Monthly Archives: June 2016

June 3, 2016

The Launch: Our New “Big Legal Minds” Podcast Series

I’m excited to announce the launch of my new podcast series: “Big Legal Minds.” The series will consist of these two types of programs:

– 40-minute interviews with well-known folks from our community about their illustrious careers (four of these are posted so far)
– 20-minute talk shows with a pair of practitioners about news of the day (first one of these is coming soon)

The podcasts are available in 3 different ways:

– Posted on with our other podcasts
– Posted on
– Available on iTunes or Google Play (use the “My Podcasts” app on your iPhone and search for “Big Legal Minds”; you can subscribe to the feed so that any new podcast automatically downloads)

So many people listen to podcasts these days that they subscribe to via their phones that I decided to make our podcasts available in this “easy-to-download & listen” format.

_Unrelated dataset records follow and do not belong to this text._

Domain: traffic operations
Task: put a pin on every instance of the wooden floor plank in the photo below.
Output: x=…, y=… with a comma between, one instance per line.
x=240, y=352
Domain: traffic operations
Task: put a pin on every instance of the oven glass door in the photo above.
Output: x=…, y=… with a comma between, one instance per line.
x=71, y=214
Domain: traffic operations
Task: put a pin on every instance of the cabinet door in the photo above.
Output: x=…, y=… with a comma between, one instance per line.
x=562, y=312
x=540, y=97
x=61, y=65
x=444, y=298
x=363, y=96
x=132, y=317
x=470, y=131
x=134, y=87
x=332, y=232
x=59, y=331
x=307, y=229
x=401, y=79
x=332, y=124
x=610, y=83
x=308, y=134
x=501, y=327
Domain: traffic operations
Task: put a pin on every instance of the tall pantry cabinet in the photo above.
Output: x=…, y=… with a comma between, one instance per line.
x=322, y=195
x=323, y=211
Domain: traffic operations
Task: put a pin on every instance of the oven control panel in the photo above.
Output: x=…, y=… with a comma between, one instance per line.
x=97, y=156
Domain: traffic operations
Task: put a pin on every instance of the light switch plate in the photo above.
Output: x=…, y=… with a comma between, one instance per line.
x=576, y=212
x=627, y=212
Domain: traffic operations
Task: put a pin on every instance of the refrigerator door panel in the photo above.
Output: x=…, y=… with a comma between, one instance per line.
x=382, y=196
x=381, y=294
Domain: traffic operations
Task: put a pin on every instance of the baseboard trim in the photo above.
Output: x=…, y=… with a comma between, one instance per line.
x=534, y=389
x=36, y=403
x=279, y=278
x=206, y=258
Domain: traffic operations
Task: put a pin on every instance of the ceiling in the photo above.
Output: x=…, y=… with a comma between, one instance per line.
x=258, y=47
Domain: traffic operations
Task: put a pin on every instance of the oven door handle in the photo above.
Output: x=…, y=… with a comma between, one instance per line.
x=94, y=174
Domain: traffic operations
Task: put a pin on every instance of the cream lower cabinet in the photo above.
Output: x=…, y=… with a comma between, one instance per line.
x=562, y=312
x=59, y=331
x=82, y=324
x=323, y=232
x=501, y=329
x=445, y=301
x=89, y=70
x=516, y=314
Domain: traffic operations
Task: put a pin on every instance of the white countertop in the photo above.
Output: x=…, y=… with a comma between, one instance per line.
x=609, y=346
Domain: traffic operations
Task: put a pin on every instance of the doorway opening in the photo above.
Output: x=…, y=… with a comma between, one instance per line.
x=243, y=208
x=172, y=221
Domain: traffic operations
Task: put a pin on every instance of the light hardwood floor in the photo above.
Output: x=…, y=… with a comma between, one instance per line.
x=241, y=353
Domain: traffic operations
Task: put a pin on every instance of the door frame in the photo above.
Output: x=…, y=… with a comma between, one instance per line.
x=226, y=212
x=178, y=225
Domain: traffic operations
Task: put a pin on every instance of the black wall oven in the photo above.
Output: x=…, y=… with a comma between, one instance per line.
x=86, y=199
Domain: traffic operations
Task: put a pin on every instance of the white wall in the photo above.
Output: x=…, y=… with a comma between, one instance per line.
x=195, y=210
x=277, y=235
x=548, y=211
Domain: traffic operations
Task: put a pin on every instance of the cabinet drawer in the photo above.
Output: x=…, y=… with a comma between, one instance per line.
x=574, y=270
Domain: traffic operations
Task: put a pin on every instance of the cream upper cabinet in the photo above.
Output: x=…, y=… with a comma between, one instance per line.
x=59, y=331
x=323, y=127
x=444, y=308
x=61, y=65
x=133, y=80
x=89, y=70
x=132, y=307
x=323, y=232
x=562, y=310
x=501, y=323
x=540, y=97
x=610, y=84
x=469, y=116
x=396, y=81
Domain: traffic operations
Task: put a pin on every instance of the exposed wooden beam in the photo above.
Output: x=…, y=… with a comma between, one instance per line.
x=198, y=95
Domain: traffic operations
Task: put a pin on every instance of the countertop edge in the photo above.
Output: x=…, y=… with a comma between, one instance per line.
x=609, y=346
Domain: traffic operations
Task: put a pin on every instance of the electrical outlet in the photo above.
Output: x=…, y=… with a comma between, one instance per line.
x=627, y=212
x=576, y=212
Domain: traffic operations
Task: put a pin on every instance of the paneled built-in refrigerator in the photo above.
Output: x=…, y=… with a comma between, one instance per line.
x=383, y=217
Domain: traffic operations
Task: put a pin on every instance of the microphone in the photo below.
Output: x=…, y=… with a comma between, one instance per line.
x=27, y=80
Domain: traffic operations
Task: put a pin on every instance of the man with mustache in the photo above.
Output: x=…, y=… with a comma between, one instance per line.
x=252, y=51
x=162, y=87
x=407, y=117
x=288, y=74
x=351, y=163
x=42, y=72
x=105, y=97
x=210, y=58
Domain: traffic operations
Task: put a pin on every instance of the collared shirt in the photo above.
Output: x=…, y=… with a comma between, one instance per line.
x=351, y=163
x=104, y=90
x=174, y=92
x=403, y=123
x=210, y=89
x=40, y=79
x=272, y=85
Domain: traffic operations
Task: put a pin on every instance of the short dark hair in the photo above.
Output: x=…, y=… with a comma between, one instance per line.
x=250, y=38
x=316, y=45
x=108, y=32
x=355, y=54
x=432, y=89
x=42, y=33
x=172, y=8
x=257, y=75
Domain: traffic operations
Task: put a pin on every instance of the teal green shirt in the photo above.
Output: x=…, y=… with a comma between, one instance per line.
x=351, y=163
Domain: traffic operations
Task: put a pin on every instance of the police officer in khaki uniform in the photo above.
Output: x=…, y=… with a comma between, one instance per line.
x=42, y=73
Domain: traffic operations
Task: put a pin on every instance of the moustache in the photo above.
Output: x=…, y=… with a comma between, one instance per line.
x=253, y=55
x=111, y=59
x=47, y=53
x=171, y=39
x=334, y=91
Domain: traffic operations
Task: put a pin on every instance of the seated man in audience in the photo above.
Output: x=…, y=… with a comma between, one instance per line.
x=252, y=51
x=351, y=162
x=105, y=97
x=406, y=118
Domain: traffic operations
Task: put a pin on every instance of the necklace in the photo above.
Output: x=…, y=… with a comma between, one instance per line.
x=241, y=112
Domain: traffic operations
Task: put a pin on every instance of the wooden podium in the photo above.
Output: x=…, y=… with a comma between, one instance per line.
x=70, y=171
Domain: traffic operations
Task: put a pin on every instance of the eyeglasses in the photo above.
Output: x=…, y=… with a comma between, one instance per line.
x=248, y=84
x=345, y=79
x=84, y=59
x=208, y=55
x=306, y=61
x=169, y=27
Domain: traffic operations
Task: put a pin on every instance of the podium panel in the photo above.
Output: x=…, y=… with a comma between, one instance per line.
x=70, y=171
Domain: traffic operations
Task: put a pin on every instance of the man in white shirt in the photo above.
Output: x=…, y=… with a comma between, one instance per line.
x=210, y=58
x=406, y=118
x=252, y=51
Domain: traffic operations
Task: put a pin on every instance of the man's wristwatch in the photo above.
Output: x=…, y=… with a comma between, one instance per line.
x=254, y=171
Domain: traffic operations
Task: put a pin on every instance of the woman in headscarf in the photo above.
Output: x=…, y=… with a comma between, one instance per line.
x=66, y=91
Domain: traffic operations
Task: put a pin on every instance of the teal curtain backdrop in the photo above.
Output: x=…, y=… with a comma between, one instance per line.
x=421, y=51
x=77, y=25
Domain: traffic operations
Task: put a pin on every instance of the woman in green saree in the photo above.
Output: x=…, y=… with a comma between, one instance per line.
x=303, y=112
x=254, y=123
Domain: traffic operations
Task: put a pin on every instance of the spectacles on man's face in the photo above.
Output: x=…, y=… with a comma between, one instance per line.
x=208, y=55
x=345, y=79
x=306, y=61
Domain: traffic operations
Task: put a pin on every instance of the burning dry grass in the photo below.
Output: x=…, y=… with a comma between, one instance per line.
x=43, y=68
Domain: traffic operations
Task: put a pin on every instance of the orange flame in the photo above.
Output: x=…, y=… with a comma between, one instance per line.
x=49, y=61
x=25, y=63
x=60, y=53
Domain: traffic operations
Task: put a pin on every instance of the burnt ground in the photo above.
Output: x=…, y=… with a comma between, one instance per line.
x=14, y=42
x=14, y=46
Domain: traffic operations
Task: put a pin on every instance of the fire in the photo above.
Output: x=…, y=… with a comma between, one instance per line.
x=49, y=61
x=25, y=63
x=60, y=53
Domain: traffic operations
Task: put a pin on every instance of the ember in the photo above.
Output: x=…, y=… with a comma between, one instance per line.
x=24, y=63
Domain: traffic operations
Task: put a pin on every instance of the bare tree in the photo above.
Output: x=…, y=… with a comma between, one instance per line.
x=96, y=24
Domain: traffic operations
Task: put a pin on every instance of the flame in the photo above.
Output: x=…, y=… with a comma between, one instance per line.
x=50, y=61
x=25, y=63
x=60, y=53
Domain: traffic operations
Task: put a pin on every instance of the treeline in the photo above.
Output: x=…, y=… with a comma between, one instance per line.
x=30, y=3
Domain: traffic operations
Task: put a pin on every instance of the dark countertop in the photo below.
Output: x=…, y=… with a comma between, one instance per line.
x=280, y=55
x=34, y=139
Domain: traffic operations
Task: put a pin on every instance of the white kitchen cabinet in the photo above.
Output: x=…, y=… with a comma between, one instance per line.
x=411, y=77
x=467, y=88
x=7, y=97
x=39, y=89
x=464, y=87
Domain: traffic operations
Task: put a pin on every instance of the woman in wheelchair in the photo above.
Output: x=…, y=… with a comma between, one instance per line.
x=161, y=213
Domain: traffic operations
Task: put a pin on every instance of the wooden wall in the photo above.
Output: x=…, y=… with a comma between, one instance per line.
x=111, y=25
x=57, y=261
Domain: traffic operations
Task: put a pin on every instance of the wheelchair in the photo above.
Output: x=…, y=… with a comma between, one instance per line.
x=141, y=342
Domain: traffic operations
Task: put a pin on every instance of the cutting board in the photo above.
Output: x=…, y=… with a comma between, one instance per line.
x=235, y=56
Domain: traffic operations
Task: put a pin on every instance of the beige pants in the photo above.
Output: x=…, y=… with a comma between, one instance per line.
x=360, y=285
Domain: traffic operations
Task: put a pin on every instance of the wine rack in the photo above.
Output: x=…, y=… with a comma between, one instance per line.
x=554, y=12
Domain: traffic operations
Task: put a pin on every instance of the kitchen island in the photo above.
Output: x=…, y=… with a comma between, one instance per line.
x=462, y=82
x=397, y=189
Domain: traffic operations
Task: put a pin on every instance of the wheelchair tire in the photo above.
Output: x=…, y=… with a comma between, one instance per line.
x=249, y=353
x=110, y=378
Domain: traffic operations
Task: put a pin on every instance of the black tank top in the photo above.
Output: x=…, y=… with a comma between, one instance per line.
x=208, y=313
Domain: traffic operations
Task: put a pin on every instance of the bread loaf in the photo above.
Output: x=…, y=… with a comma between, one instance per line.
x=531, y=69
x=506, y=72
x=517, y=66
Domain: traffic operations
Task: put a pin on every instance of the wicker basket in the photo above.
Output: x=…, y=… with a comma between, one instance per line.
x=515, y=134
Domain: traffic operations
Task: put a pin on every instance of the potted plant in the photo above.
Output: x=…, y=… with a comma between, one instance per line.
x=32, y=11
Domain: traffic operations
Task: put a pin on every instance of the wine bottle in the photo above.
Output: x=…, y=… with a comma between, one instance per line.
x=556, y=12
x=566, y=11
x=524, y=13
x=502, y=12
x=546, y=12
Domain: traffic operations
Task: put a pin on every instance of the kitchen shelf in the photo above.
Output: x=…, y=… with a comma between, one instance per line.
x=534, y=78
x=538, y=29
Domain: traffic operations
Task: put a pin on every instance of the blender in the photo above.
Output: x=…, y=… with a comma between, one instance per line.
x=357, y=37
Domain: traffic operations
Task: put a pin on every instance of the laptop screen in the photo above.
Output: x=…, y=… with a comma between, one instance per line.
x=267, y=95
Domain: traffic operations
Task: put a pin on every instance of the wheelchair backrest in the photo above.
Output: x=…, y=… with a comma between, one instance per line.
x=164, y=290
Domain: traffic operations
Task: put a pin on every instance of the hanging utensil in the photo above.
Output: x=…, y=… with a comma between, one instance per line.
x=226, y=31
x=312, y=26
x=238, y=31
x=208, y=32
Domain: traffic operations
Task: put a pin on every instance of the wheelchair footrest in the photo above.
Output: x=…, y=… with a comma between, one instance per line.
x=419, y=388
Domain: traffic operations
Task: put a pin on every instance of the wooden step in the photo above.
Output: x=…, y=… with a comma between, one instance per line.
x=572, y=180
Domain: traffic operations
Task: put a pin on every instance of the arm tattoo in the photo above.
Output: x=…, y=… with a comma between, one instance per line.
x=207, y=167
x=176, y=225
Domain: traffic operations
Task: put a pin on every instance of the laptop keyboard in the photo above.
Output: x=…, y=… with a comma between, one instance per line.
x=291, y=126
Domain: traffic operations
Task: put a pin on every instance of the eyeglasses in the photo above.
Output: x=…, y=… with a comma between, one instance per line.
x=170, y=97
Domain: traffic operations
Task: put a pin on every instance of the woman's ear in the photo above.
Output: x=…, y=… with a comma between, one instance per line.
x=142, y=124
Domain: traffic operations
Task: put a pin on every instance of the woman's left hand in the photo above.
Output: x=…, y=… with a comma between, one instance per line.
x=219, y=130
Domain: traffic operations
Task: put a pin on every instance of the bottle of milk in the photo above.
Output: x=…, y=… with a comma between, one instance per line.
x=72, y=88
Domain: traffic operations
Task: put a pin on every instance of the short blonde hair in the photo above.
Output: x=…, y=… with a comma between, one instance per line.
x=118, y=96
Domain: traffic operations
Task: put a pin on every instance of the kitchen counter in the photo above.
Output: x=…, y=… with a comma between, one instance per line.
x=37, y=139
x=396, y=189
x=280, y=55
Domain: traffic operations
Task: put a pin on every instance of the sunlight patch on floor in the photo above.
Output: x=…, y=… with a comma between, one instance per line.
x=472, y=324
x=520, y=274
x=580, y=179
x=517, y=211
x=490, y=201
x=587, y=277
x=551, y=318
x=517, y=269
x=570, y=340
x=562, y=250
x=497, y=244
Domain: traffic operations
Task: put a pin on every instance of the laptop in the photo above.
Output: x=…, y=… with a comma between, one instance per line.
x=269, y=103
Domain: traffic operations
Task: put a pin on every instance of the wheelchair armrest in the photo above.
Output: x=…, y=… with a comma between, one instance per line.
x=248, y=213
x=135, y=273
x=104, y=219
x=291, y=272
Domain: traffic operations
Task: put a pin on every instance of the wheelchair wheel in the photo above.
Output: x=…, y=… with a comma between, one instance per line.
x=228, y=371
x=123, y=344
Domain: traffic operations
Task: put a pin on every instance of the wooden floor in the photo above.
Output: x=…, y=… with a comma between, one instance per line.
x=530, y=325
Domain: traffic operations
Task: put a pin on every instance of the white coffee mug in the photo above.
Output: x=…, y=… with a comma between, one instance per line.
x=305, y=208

Let me know if you have ideas!

Susan Wolf on “Being In-House”

As part of this “Big Legal Minds” series – check out this 35-minute podcast, during which Susan Wolf of Global Governance Consulting describes her vast experience on being an in-house lawyer & corporate secretary, including:

– How did you become a lawyer in this field?
– What was it like going in-house straight out of law school?
– What pointers do you have for working with directors?
– How has working with boards changed over the past two decades?
– What tips do you have for looking for a new in-house job?
– What tips do you have to ask for a raise when you’re in-house?
– How has it been working for yourself?

blm logo

XBRL: Errors Going Down

According to this press release from XBRL USA, error rates in XBRL filings are down significantly – also see this graph comparison

Broc Romanek

June 2, 2016

The Dumbest Rule Ever (Interim-ly) Adopted…

“No, you’re a stupid head!” Not to drift into a political discussion, but I hate when some folks in Congress complain about the government being too big & how federal agencies have adopted too many rules – but then Congress goes ahead & forces the SEC to adopt something like this interim final rule that was adopted yesterday. This is the stupid rule required by the FAST Act to allow Form 10-K filers to provide a summary of business & financial information. The fact that the adopting release is only 23 pages says it all. Given its foolishness, the SEC wisely made the rule principles-based – allowing companies to fashion their voluntary summary as they wish.

The new rule doesn’t require a summary – it merely allows it. News flash: it was already permissible to do so – as the SEC notes on page 4 of the adopting release. A complete waste of the Staff’s time. And I will ship a t-shirt to anyone who writes a law firm memo solely dedicated to it. [Update: We have a winner of the shirt! Congrats to Kaye Scholer’s Sara Adler!]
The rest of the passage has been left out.